It's an unseasonably cool day in August, and I'm screaming down a twisty, two-lane road nestled in the driver's seat of a silver 1966 Porsche 911. The Porsche's owner is riding shotgun, shirt collar popped, trying to look nonchalant as I bring the revs up and shift into third. The trees blur.
"There are speed cameras up here," he says. "You might want to slow it down."
He's right, and not just because of the cameras. While it's tempting to let the Porsche climb past 80, you catch more of a used car's flaws driving at slower speeds, when the wind and engine noise can't mask the clunks, rattles, and shakes.
Judged with the cool logic of pragmatic transportation, the toad-shaped rocket I'm test-driving is a terrible option. It's finicky and expensive to fix, and it spews carbon like a coal-fired power plant. It has lap seatbelts with no airbags and weighs less than one-third of a Chevy Tahoe—a head-on crash is a game-ender. Yet it's stunningly beautiful and exactly what I'm searching for. I've drooled over the Porsche 911 since I was 10. Finally, I've found a way to fit the car into my lifestyle.

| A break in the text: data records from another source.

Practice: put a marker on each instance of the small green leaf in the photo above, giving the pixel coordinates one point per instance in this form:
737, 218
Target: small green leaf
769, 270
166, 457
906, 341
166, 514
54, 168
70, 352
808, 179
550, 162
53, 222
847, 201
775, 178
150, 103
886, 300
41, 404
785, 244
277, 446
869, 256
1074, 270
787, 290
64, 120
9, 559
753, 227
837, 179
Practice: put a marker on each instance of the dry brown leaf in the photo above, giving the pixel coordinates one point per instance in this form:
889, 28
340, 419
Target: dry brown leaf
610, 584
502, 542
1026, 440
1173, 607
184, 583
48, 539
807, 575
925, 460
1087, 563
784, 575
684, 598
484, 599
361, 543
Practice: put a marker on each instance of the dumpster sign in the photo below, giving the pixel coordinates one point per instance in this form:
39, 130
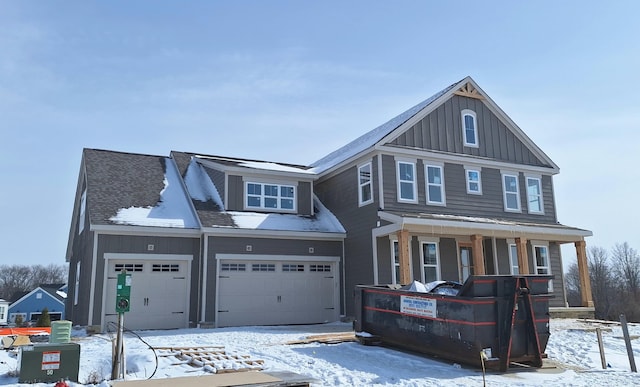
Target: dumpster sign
417, 306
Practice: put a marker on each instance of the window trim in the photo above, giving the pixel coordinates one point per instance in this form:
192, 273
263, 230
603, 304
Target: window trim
441, 185
534, 246
361, 185
517, 192
262, 196
413, 182
472, 114
540, 195
468, 181
429, 241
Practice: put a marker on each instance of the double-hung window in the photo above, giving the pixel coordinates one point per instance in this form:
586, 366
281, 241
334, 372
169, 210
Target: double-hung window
270, 196
511, 192
365, 189
543, 266
534, 195
474, 183
469, 128
435, 185
407, 190
430, 261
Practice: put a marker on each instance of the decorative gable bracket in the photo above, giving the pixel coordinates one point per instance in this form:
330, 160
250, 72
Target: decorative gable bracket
468, 91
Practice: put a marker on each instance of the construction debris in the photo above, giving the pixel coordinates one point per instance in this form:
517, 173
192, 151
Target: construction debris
213, 359
328, 338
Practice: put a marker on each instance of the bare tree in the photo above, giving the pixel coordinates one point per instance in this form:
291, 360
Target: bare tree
626, 268
601, 280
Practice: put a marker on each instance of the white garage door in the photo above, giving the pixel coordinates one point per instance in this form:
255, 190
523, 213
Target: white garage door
158, 294
276, 292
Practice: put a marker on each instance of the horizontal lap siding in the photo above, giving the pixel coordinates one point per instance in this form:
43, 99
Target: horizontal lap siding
441, 130
339, 194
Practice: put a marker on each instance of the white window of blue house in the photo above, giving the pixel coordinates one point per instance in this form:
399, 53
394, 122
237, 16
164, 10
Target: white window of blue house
470, 128
474, 182
430, 258
270, 196
407, 189
435, 185
534, 195
511, 192
365, 186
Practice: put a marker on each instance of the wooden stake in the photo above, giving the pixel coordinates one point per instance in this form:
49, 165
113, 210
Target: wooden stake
627, 341
601, 346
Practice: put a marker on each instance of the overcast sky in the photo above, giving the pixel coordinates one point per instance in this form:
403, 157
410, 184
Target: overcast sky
294, 80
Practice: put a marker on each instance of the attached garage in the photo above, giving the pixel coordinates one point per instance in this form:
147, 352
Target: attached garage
159, 291
276, 290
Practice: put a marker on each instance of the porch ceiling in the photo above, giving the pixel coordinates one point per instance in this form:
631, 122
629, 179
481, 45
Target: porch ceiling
436, 224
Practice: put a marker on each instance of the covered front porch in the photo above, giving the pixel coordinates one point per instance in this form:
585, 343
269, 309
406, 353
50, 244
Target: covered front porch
427, 247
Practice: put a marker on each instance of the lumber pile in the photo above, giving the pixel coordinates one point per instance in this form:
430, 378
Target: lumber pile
213, 359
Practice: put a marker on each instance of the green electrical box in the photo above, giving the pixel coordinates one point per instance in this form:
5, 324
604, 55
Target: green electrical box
49, 363
123, 292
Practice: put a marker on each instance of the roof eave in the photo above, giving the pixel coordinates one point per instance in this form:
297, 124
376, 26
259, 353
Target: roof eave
500, 230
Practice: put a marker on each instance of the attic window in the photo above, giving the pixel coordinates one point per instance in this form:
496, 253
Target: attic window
270, 196
469, 128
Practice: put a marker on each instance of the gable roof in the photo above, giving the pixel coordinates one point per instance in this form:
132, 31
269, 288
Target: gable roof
207, 201
135, 189
397, 125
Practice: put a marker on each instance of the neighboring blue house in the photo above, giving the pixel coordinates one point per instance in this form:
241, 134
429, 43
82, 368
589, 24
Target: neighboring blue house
30, 305
4, 308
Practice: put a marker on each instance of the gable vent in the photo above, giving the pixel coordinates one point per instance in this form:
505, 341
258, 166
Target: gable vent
468, 91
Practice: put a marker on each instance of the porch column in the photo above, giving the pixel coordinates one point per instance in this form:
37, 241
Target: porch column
523, 256
478, 255
583, 272
403, 257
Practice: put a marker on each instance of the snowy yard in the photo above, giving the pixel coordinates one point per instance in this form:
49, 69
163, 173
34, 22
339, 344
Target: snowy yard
574, 358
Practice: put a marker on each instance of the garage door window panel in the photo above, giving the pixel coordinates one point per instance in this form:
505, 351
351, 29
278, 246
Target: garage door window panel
130, 267
292, 268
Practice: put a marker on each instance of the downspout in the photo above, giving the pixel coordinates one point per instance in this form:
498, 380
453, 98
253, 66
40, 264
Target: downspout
205, 256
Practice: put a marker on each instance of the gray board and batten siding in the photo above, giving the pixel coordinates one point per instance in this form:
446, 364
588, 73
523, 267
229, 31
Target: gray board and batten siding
490, 204
360, 221
441, 131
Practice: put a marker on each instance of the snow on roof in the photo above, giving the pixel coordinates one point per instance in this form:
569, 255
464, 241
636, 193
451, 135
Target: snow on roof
323, 221
369, 139
199, 186
259, 164
173, 209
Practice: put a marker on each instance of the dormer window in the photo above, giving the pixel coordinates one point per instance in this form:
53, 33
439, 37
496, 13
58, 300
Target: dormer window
365, 191
265, 196
469, 128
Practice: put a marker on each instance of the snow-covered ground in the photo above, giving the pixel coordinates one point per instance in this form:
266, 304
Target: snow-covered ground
573, 358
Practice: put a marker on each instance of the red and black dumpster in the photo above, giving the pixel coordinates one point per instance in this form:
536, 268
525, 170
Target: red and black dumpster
492, 319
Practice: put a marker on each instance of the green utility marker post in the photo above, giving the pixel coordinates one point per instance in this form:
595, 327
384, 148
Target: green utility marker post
123, 304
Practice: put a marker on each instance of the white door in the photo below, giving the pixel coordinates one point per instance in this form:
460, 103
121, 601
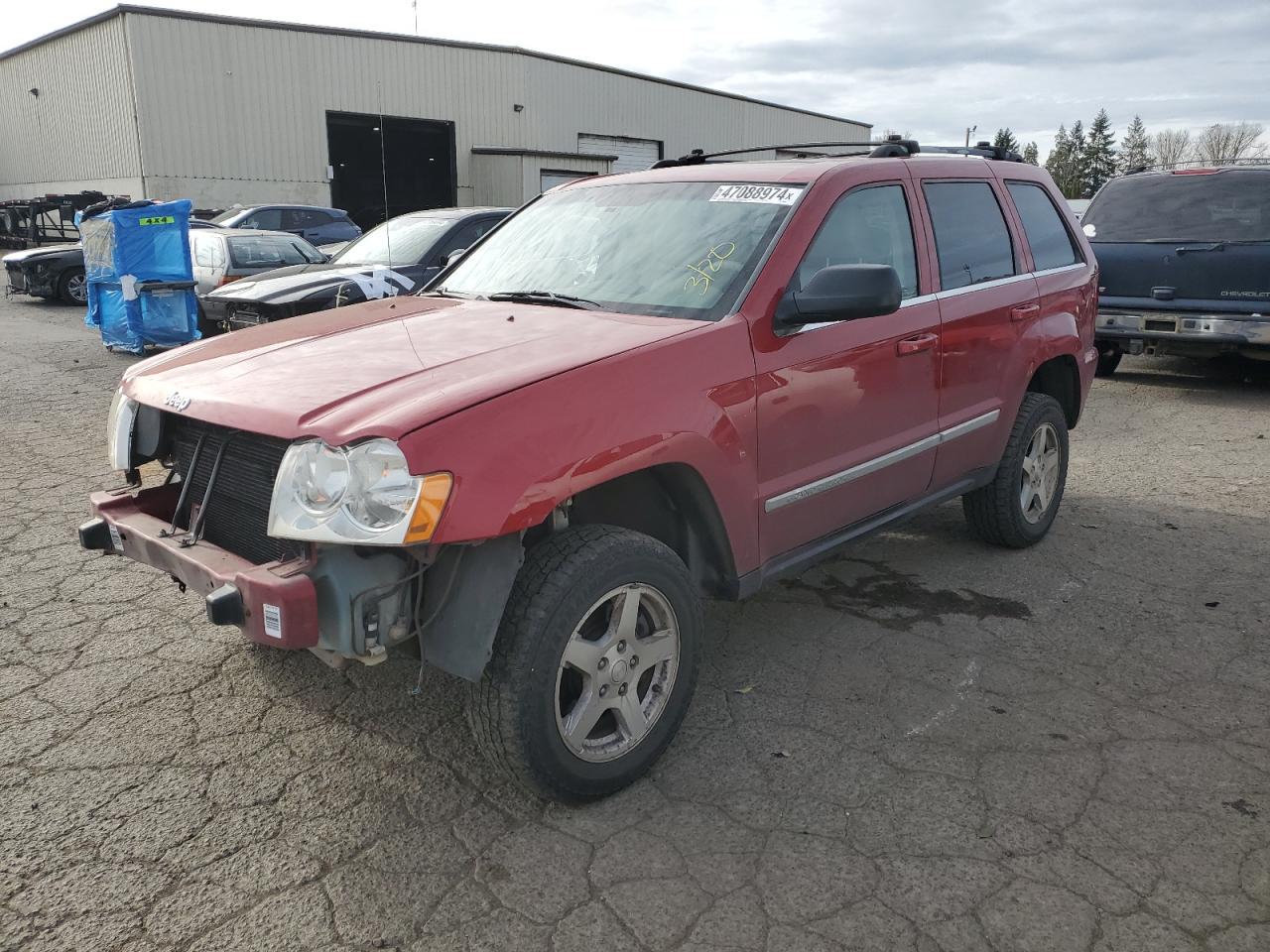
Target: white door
633, 154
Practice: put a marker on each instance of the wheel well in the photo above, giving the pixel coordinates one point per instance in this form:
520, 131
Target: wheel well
1061, 379
672, 504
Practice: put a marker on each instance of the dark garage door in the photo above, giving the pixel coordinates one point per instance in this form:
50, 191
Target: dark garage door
386, 166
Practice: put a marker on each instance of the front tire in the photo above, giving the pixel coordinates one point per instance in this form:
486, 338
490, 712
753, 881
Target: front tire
594, 662
72, 287
1019, 506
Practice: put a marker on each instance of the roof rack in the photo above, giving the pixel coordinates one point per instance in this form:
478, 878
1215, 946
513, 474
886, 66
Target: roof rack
889, 148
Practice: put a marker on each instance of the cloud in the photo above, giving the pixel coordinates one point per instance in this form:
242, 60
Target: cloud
930, 67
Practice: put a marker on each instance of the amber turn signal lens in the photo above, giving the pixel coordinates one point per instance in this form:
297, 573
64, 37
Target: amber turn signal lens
427, 511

In spring 2007, my wife and I sold our Volvo and committed to public transportation. Since then, it's been no traffic jams, no mechanics, no gasoline, and no insurance bills. With the money we saved, I started a "hot rod" bank account dedicated to making driving fun. Public transportation is paying for my Porsche.
I log 20,000 miles a year commuting from my home in Baltimore to my job in Washington, D.C. I travel by train and subway. Fares (plus vacation rental cars, bus tickets, bicycle tires, and the occasional taxi) set me back around $3,100 a year—$6,000 less than Camry man. I stash the savings in my Porsche fund.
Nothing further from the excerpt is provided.